Even lenders who cater to more credit-worthy borrowers have suffered losses. American Express wrote off 5.9 percent of its loans in the third quarter, up from 5.3 percent in the second quarter and 3 percent a year ago.
"Cardmember spending is likely to remain soft" into 2009, Kenneth I. Chenault, chairman and chief executive, said in a news release. "Loan growth will be restrained, in part because of the steps we are taking to reduce credit risks, and credit indicators are likely to reflect the continued downturn in the economy and throughout the housing sector."
The numbers have spooked lenders into withholding credit. Major issuers, such as Bank of America, have said they have raised their standards for granting cards. Stephanie Jacobson, first vice president of public affairs for Chase Card Services, said the company has increased its credit-score cutoffs for direct-mail marketing. "As leading indicators began to change in early 2007, we adjusted our risk-management policies and procedures to better manage potential losses," she said.
Fewer consumers are now getting courted. According to Mintel Comperemedia, a marketing research firm, 1.34 billion credit card direct mail offers were sent out in the third quarter, down 13 percent from the previous quarter and 28 percent from a year earlier.
A Federal Reserve survey of lenders, released last week and conducted last month, found that 50 percent had raised their minimum required credit scores over the past three months, which prompts the question: What makes a customer desirable these days?
"This is a moving target because the most credit-worthy a year ago was someone with a 700 FICO score. Now it's more like 730," said Curtis Arnold, founder of CardRatings.com.
Lenders are now increasingly considering factors beyond late or missed payments. Some are looking at geography and shopping behavior as well. If you live in an area with a high foreclosure rate or shop at stores that risky borrowers frequent, don't be surprised if your line is reduced or your rate goes up.

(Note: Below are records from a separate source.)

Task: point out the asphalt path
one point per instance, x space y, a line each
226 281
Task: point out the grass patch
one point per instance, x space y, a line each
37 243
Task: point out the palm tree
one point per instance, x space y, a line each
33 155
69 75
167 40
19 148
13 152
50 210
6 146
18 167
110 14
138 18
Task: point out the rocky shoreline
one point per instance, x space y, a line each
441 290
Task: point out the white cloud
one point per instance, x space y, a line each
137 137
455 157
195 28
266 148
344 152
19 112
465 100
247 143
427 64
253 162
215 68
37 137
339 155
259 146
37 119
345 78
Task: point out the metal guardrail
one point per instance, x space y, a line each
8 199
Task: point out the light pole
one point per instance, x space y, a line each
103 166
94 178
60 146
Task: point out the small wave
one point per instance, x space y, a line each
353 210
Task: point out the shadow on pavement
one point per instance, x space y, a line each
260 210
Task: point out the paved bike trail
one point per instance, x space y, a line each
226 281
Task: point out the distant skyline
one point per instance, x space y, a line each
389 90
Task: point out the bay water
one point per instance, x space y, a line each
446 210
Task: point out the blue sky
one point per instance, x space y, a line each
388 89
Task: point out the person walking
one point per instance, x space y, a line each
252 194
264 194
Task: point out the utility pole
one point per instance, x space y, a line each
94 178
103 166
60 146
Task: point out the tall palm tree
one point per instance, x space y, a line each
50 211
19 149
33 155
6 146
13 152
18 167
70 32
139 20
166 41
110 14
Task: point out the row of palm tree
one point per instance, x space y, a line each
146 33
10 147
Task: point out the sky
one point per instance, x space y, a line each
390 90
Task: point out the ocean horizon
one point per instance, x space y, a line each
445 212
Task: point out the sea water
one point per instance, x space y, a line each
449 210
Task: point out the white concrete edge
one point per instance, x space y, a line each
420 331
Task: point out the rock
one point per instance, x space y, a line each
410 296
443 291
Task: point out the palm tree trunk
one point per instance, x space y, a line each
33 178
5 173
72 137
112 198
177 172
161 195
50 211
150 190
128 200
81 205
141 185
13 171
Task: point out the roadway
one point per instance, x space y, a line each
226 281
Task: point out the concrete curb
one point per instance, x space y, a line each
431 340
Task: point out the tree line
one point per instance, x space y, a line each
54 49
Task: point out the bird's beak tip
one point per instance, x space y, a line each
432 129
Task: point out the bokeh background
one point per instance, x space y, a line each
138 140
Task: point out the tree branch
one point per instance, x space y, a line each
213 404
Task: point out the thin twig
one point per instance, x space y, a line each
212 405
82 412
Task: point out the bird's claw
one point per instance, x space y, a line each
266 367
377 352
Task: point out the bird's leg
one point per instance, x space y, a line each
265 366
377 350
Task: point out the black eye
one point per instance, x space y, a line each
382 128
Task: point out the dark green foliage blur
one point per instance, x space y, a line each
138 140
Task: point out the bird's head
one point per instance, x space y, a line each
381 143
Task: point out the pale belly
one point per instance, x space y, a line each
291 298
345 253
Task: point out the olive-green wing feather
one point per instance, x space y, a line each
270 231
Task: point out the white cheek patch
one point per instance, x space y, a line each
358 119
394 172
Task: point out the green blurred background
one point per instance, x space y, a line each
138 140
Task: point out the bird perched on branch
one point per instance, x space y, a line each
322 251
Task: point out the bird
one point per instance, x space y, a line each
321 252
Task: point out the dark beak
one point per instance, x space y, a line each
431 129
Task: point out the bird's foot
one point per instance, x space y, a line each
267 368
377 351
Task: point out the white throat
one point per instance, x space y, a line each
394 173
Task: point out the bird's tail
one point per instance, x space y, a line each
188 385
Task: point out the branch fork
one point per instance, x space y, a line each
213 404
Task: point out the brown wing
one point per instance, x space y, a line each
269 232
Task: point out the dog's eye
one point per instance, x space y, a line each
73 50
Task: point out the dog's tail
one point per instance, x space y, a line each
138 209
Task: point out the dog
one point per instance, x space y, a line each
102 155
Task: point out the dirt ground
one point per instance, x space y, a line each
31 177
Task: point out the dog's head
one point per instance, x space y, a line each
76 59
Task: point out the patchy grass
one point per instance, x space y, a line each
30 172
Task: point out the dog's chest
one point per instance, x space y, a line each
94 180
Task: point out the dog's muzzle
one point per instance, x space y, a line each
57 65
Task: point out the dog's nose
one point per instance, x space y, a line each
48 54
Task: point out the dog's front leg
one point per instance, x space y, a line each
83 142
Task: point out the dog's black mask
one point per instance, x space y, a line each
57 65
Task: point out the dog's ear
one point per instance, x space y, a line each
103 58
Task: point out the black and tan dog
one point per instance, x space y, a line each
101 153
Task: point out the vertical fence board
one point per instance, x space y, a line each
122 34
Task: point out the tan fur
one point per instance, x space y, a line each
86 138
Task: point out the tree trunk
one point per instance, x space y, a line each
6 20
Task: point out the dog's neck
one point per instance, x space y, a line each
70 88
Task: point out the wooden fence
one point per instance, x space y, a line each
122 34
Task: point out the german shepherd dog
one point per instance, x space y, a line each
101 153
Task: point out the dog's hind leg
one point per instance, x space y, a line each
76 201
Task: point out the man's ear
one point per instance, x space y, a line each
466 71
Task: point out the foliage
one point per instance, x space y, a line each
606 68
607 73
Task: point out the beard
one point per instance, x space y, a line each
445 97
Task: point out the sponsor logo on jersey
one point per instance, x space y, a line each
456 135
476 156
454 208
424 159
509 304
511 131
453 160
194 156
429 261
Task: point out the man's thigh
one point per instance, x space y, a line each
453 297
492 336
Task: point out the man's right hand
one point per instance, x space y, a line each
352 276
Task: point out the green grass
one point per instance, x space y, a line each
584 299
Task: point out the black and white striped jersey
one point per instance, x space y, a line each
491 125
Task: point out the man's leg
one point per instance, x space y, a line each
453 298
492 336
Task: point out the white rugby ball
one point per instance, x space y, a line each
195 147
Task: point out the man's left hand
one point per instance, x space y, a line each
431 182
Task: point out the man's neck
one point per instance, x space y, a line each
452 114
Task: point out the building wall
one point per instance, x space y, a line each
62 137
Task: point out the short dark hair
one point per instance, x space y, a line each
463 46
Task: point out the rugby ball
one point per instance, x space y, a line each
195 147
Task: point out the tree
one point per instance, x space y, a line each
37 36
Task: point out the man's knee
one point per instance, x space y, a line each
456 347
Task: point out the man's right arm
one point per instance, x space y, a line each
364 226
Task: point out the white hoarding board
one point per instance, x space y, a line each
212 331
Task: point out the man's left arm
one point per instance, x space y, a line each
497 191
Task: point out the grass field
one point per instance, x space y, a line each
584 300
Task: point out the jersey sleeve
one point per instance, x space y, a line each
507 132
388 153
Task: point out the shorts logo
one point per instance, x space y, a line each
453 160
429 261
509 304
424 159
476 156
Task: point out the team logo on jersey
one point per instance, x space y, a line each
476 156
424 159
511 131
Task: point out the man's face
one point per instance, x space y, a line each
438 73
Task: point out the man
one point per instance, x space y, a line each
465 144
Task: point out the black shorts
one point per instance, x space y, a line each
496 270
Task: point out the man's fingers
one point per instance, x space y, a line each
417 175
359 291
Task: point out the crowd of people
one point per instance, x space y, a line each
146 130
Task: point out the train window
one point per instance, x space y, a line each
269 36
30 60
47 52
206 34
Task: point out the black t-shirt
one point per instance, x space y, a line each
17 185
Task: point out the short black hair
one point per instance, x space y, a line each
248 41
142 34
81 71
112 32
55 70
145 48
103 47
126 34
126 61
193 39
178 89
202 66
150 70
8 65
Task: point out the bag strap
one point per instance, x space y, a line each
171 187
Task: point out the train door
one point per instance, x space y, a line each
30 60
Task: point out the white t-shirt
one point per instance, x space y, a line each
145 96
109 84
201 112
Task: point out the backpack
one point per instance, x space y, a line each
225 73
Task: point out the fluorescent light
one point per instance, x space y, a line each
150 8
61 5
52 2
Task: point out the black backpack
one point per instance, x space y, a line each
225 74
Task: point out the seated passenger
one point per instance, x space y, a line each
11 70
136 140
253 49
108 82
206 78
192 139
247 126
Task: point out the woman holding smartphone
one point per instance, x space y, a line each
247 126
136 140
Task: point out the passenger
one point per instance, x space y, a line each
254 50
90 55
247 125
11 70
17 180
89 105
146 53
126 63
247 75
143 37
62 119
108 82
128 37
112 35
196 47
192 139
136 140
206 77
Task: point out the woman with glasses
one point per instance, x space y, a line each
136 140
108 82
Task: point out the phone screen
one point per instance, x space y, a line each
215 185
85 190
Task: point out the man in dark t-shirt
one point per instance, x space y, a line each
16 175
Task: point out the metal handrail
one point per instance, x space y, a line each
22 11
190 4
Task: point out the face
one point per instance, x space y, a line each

"Among other factors, we do look at mortgage information and geography where there has been a greater deterioration in home prices. Those are some other factors, but again, we're looking at the entire credit profile," Lisa Gonzales, manager of public affairs for American Express, said of credit line reductions.
"We have taken actions such as lowering credit limits, adjusting rates, tightening credit standards and closing inactive accounts, particularly in certain geographies and where we can use mortgage data to enhance our decision-making capabilities," said Jeanette Volpi, vice president of public affairs for Citi.
Reducing credit lines, in particular, has wreaked havoc on many consumers by affecting their debt utilization ratio, which is the percentage of available credit they are using. A high debt utilization can lower a credit score, which then makes it tougher to get credit or at least get credit under favorable terms.
Joanna Fridinger, owner of a limo company in Baltimore, found herself feeling the wrath of American Express. She had a credit limit of $19,500 on a card she had gotten in 2004 and, she said, faithfully paid on time. But a dispute with Macy's over a broken vacuum she bought on credit dinged her credit report. She said she refused to make payments on the vacuum and was hit with a late fee.